In 2003 Hugo Blanco suffered a stroke from which he was able to recover, although it left sequels in his organism. On Sunday, June 25, at the age of 89, he died in Sweden, where his children had managed to transfer him for a highly complex and very expensive medical treatment, for which they asked for solidarity support. This time the disease beat him and took away an extraordinary peasant and popular leader, an eternal defender of the rights of the exploited and oppressed and a builder of revolutionary organization to fight for the rights of those at the bottom.
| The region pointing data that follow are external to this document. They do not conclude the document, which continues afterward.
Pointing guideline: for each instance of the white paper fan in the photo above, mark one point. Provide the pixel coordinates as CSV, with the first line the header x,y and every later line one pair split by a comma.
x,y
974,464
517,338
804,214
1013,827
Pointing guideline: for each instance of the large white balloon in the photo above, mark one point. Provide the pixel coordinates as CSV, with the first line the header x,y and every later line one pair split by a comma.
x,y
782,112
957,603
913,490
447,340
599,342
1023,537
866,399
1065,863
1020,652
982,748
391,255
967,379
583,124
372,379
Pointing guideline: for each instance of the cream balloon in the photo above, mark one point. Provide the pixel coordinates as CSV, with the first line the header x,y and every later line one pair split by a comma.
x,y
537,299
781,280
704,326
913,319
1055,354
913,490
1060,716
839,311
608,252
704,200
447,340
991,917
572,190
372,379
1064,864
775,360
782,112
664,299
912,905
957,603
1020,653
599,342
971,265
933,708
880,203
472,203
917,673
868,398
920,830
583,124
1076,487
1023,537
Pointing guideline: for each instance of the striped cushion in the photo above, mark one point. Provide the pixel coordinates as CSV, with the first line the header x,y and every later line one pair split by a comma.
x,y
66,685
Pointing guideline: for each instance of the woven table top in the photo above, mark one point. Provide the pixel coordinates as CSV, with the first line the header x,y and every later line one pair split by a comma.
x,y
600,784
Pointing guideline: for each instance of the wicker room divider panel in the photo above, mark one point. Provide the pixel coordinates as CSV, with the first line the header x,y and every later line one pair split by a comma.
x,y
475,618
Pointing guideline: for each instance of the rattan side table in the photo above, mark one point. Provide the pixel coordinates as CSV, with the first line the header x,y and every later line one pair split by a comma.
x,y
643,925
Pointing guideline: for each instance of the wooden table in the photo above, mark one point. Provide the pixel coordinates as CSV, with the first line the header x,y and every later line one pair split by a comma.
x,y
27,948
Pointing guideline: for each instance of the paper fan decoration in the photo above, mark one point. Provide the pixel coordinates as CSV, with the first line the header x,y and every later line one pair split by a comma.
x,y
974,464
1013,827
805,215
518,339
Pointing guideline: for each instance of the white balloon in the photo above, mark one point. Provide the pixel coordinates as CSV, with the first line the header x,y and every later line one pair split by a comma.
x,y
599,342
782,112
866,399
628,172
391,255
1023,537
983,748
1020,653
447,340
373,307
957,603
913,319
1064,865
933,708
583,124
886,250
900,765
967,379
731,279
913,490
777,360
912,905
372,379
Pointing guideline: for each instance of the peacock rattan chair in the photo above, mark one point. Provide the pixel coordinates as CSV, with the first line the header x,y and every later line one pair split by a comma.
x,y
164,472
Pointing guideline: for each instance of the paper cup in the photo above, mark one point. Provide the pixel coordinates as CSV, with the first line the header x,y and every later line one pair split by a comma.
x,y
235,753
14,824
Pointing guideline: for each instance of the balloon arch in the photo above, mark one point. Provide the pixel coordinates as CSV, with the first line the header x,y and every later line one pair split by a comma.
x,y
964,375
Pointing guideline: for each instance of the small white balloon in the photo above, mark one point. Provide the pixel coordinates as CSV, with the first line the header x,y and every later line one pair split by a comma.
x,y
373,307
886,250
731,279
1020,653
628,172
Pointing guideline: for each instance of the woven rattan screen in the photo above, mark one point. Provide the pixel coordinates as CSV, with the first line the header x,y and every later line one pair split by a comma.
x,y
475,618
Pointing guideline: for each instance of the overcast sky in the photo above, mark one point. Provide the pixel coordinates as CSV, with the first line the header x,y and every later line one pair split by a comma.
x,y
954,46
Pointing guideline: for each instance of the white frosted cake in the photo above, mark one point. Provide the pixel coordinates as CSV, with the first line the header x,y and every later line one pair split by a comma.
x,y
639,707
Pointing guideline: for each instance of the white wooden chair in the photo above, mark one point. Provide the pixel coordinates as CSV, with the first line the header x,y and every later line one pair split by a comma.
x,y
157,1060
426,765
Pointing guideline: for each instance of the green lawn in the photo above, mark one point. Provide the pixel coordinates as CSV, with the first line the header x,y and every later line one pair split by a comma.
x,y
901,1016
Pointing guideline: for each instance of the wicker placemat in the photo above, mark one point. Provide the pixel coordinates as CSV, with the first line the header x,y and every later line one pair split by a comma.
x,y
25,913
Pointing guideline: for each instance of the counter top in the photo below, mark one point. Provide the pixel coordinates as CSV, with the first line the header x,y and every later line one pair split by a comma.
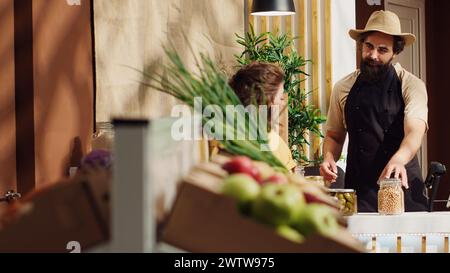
x,y
409,222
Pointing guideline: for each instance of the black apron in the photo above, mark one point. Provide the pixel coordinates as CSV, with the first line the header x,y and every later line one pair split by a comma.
x,y
374,115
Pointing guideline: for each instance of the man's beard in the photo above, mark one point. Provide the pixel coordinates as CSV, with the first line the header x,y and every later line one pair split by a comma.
x,y
373,71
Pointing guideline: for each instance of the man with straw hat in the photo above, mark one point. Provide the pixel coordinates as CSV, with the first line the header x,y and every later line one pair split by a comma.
x,y
383,108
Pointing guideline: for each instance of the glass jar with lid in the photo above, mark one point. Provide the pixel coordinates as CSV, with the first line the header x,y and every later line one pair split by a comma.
x,y
347,200
391,200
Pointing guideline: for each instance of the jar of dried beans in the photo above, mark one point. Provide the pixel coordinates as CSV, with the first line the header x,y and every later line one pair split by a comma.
x,y
391,199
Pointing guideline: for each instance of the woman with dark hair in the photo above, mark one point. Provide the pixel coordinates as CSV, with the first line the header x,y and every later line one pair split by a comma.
x,y
261,83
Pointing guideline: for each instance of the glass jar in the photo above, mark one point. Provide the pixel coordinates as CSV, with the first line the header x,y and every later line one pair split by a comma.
x,y
347,200
391,200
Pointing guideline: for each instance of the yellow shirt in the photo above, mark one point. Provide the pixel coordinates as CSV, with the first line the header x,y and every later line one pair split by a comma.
x,y
281,150
413,90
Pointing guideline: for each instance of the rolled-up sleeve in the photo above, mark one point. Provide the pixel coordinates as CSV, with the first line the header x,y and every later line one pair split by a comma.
x,y
415,98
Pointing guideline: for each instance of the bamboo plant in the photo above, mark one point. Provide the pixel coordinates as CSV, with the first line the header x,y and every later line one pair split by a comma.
x,y
211,85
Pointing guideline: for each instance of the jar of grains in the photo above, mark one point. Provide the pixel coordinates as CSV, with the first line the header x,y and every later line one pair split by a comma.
x,y
391,199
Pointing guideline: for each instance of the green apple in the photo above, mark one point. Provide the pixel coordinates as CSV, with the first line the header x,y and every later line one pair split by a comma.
x,y
316,218
241,187
264,169
290,233
277,204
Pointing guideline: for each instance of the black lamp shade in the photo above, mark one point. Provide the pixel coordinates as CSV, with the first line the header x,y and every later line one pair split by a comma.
x,y
273,7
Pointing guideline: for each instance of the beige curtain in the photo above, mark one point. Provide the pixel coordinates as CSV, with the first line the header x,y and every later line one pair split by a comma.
x,y
132,33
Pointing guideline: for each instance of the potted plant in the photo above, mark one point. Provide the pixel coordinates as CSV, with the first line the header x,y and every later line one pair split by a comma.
x,y
303,117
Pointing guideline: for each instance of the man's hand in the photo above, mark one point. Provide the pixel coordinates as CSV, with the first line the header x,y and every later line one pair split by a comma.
x,y
399,171
328,170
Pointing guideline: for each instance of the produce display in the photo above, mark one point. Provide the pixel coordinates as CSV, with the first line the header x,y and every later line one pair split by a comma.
x,y
292,206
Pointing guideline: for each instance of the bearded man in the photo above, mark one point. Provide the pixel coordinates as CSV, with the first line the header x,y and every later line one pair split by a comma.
x,y
383,108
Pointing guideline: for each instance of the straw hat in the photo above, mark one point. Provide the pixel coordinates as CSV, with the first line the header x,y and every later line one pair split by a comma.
x,y
385,22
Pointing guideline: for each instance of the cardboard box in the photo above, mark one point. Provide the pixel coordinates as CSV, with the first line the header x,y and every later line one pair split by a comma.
x,y
203,220
49,219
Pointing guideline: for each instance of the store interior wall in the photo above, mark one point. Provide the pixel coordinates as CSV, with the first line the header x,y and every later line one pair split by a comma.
x,y
438,60
46,91
131,35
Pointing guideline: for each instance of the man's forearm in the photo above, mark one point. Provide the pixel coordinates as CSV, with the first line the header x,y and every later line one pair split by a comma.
x,y
332,148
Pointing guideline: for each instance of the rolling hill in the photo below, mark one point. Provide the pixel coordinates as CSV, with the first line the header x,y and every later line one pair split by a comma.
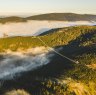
x,y
51,17
60,76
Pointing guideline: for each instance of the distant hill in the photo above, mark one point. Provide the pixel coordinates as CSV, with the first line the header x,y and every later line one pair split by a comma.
x,y
64,17
52,17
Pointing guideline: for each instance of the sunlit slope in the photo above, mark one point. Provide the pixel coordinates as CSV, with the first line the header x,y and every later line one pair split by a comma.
x,y
85,35
60,76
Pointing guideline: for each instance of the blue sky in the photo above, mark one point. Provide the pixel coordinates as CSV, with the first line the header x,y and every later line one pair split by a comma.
x,y
47,6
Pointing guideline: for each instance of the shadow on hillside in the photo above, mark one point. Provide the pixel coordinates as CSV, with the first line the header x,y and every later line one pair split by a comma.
x,y
30,81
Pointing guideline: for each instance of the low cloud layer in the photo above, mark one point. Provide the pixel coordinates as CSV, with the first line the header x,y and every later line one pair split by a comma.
x,y
13,63
31,28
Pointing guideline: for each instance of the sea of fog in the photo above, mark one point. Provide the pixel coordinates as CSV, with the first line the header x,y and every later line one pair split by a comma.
x,y
13,64
33,27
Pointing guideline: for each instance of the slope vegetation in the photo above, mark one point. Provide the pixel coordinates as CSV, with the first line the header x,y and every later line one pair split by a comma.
x,y
60,76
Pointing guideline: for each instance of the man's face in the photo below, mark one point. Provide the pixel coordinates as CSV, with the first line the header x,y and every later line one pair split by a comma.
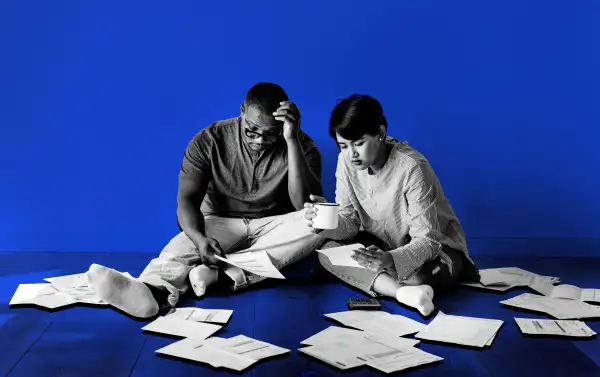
x,y
259,129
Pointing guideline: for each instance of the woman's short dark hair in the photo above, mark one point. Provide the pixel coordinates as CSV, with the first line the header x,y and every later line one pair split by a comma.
x,y
356,116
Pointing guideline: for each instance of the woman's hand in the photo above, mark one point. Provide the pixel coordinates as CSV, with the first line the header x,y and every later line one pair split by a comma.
x,y
373,258
310,212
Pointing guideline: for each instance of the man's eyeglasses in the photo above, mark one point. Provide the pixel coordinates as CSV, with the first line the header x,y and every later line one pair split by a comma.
x,y
267,136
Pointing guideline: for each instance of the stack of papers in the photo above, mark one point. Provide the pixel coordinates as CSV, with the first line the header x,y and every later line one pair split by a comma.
x,y
556,307
43,295
345,335
257,262
378,322
348,348
566,291
505,278
554,327
182,328
467,331
201,315
59,291
341,255
237,353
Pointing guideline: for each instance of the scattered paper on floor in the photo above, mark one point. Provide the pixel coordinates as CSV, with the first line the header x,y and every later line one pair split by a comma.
x,y
182,328
377,321
258,262
236,353
201,315
468,331
554,327
556,307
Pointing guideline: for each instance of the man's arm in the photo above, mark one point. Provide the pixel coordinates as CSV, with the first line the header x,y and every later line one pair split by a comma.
x,y
194,176
349,223
189,198
302,180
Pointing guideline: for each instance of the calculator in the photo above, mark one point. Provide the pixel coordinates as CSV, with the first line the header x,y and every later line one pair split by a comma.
x,y
363,303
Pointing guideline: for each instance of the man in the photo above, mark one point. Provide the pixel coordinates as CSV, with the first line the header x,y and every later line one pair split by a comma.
x,y
243,183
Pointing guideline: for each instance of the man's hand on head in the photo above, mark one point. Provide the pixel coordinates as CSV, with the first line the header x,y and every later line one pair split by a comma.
x,y
289,114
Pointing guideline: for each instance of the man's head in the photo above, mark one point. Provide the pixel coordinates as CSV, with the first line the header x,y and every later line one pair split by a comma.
x,y
358,126
259,127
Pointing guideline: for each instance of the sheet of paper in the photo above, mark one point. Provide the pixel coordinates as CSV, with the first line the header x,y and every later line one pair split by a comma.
x,y
251,348
333,355
201,351
43,295
257,262
333,333
378,322
201,315
556,307
237,353
392,341
554,327
469,331
400,359
493,276
345,354
566,291
77,286
181,327
342,334
591,295
340,256
500,288
526,274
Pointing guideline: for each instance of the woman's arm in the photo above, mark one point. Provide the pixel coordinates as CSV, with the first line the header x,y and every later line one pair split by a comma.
x,y
424,227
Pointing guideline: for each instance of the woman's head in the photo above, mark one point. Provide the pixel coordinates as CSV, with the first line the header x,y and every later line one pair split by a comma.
x,y
358,126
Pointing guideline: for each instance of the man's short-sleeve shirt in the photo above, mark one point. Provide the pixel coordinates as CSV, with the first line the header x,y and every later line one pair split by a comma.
x,y
242,182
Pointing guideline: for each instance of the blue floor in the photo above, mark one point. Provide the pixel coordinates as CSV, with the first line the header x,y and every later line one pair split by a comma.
x,y
91,341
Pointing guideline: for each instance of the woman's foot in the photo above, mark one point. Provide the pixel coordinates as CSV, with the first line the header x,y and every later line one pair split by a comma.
x,y
129,295
201,277
419,297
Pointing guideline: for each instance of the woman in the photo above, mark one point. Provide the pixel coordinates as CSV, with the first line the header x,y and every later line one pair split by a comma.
x,y
416,244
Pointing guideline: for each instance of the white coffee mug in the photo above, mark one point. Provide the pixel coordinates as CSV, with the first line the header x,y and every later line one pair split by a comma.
x,y
327,216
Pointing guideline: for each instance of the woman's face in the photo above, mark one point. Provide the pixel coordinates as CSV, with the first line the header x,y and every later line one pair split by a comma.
x,y
361,153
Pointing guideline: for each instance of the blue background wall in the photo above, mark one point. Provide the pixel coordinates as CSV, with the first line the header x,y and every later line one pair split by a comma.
x,y
98,100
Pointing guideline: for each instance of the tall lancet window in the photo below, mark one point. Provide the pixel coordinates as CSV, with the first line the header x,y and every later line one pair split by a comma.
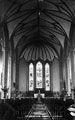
x,y
39,75
47,77
31,77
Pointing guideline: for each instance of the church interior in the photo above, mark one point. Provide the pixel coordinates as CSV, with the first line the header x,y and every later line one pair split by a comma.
x,y
37,60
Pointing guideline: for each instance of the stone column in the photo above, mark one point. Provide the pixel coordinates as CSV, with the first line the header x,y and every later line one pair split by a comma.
x,y
9,77
73,69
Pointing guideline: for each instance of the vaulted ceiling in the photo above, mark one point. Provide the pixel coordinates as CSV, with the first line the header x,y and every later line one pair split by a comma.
x,y
38,28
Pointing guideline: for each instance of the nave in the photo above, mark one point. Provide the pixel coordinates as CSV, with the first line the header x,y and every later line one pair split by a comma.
x,y
32,109
37,53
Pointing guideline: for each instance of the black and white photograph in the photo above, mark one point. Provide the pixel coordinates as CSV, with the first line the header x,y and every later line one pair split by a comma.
x,y
37,59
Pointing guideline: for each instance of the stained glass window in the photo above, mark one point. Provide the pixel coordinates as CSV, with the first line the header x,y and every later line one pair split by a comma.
x,y
31,77
47,77
39,75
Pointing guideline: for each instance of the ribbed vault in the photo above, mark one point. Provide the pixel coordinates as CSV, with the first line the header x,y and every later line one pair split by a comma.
x,y
38,28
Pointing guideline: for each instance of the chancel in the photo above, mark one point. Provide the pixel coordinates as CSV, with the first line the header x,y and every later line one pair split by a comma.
x,y
37,59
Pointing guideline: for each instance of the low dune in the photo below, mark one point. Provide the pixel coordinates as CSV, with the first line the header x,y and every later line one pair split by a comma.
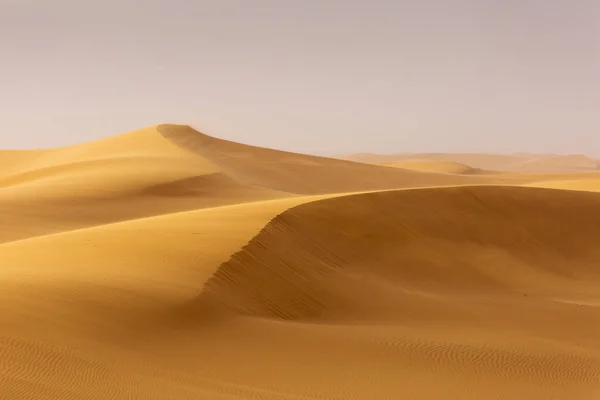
x,y
516,163
574,184
165,169
444,167
168,264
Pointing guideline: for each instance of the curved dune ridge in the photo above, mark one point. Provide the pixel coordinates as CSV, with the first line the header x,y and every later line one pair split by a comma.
x,y
168,168
444,167
519,162
168,264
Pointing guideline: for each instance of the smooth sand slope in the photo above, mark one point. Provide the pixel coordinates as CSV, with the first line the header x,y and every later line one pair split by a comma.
x,y
519,163
300,290
443,167
168,168
475,288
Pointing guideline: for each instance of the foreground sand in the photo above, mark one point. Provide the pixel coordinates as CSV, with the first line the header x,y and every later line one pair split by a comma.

From the MST – International Socialist League we bid farewell with great sadness to comrade Hugo Blanco. But this sadness does not tarnish the vindication of a life put at the service of the struggles and that is why Hugo Blanco will always be in the struggle and the organization of the peoples of the world, in this battle so unequal but so necessary against capitalism, against imperialism and against all those who want to advance against the peoples. Farewell comrade Hugo Blanco, till socialism.
- APRA: Peruvian Popular Revolutionary Alliance or Aprista Party, traditional Peruvian party originally born as a bourgeois nationalist movement.
- Land or Death. Peasant struggles in Peru. Writings of Hugo Blanco where he recounts his experience with the peasant uprising in Cuzco.
- Peru: two strategies. Texts by Nahuel Moreno and exchange of letters with Hugo Blanco and other POR leaders.